The following unaudited condensed pro forma combined financial
statements (the "Pro Forma Statements") are based on the historical consolidated
financial statements of Broadcom and its subsidiaries (included on a Current
Report on Form 8-K filed September 17, 1999) as adjusted to give effect to the
business combinations between Broadcom and HotHaus Technologies Inc. and between
Broadcom and AltoCom, Inc., accounted for in each case using the pooling-of-
interests method of accounting. Additionally, the Pro Forma Statements reflect
adjustments made to (i) conform the accounting policies of the combining
companies and (ii) eliminate intercompany transactions. No adjustments have been
made to give effect to expenses related to the business combinations, which
expenses Broadcom expects to record in the quarter ending September 30, 1999.
The Pro Forma Statements give effect to the business combinations as if they had
occurred prior to the beginning of each period presented.
All share numbers and per share amounts included in the Pro Forma
Statements have been retroactively adjusted to reflect Broadcom's two-for-one
stock split, in the form of a 100% stock dividend, effective February 17, 1999,
as well as an earlier three-for-two stock split effective March 9, 1998.

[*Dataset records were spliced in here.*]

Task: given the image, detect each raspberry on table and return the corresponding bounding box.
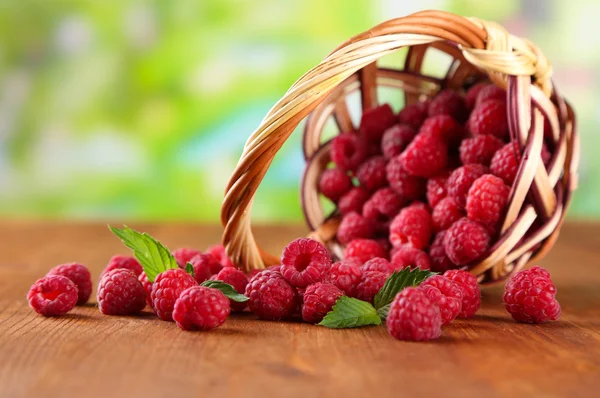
[96,268,146,315]
[27,275,79,316]
[419,275,462,325]
[46,263,92,305]
[280,238,331,287]
[444,269,481,318]
[246,270,298,320]
[504,266,561,323]
[150,267,198,321]
[302,282,344,323]
[444,217,491,265]
[319,168,352,202]
[385,287,442,341]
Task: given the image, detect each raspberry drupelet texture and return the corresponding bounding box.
[27,275,78,316]
[173,286,230,330]
[385,287,442,341]
[444,217,491,265]
[504,266,561,323]
[302,282,344,323]
[444,269,481,318]
[150,268,198,321]
[319,168,352,202]
[419,275,462,325]
[280,238,331,287]
[246,270,298,320]
[46,263,92,305]
[97,268,146,315]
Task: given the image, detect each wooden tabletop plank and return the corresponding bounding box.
[0,222,600,398]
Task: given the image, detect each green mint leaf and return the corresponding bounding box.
[200,280,249,303]
[319,296,381,329]
[108,225,178,282]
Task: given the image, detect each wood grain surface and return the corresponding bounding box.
[0,221,600,398]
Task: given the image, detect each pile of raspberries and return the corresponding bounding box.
[318,83,551,272]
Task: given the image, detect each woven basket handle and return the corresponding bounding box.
[221,11,552,271]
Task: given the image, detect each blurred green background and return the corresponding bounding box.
[0,0,600,222]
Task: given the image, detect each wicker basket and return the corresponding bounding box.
[221,11,579,282]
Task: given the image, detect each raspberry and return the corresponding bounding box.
[467,174,510,228]
[504,266,561,323]
[390,206,432,249]
[490,142,521,186]
[330,133,367,171]
[27,275,78,316]
[444,218,490,265]
[280,238,331,287]
[419,275,462,325]
[246,270,298,320]
[325,259,362,297]
[356,271,389,303]
[338,187,369,216]
[100,255,144,277]
[96,268,146,315]
[212,267,248,312]
[385,155,425,200]
[337,212,375,245]
[446,164,489,208]
[392,246,431,270]
[431,197,465,232]
[46,263,92,305]
[467,100,508,139]
[356,156,387,192]
[381,124,417,160]
[460,135,504,166]
[150,267,198,321]
[428,89,469,123]
[444,269,481,318]
[400,134,448,178]
[302,282,344,323]
[319,169,352,202]
[385,287,442,341]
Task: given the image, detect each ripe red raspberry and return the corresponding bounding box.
[390,206,433,249]
[331,133,367,171]
[302,282,344,323]
[490,142,521,186]
[444,269,481,318]
[246,270,298,320]
[444,217,490,265]
[392,246,431,270]
[446,164,489,208]
[356,271,389,303]
[100,255,144,277]
[504,266,561,323]
[460,135,504,166]
[344,239,387,264]
[381,124,417,160]
[338,187,369,216]
[319,168,352,202]
[385,287,442,341]
[212,267,248,312]
[173,286,230,330]
[356,156,387,192]
[150,267,198,321]
[337,212,375,245]
[419,275,462,325]
[385,155,425,201]
[431,197,465,232]
[27,275,78,316]
[467,100,508,139]
[46,263,92,305]
[280,238,331,287]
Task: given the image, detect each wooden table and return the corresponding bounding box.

The Pro Forma Statements are unaudited; however, they contain all
normal recurring accruals and adjustments that, in the opinion of management,
are necessary to present fairly the combined financial position of Broadcom and
subsidiaries and HotHaus Technologies Inc. and AltoCom, Inc. at June 30, 1999
and December 31, 1998 and the combined results of operations for each of the six
quarters through June 30, 1999, the years ended December 31, 1998, 1997 and
1996, and the six month periods ended June 30, 1999 and 1998. It should be
understood that accounting measurements at interim dates inherently involve
greater reliance on estimates than at year-end. The Pro Forma Statements are
presented for informational purposes only, do not purport to constitute complete
financial statements, and are not necessarily indicative of future operating
results. The Pro Forma Statements also do not include footnotes and certain
financial presentations normally required for complete financial statements
under generally accepted accounting principles. Therefore, the Pro Forma
Statements should be read in conjunction with Broadcom's audited financial
statements and notes thereto for the year ended December 31, 1998, and the
related Management's Discussion and Analysis of Financial Condition and Results
of Operations, included on the Current Report on Form 8-K filed September 17,
1999.
The information contained in this Form 8-K is not a complete
description of our business or the risks associated with an investment in our
Common Stock. We urge you to carefully review and consider the various
disclosures, including but not limited to the section entitled "Risk Factors,"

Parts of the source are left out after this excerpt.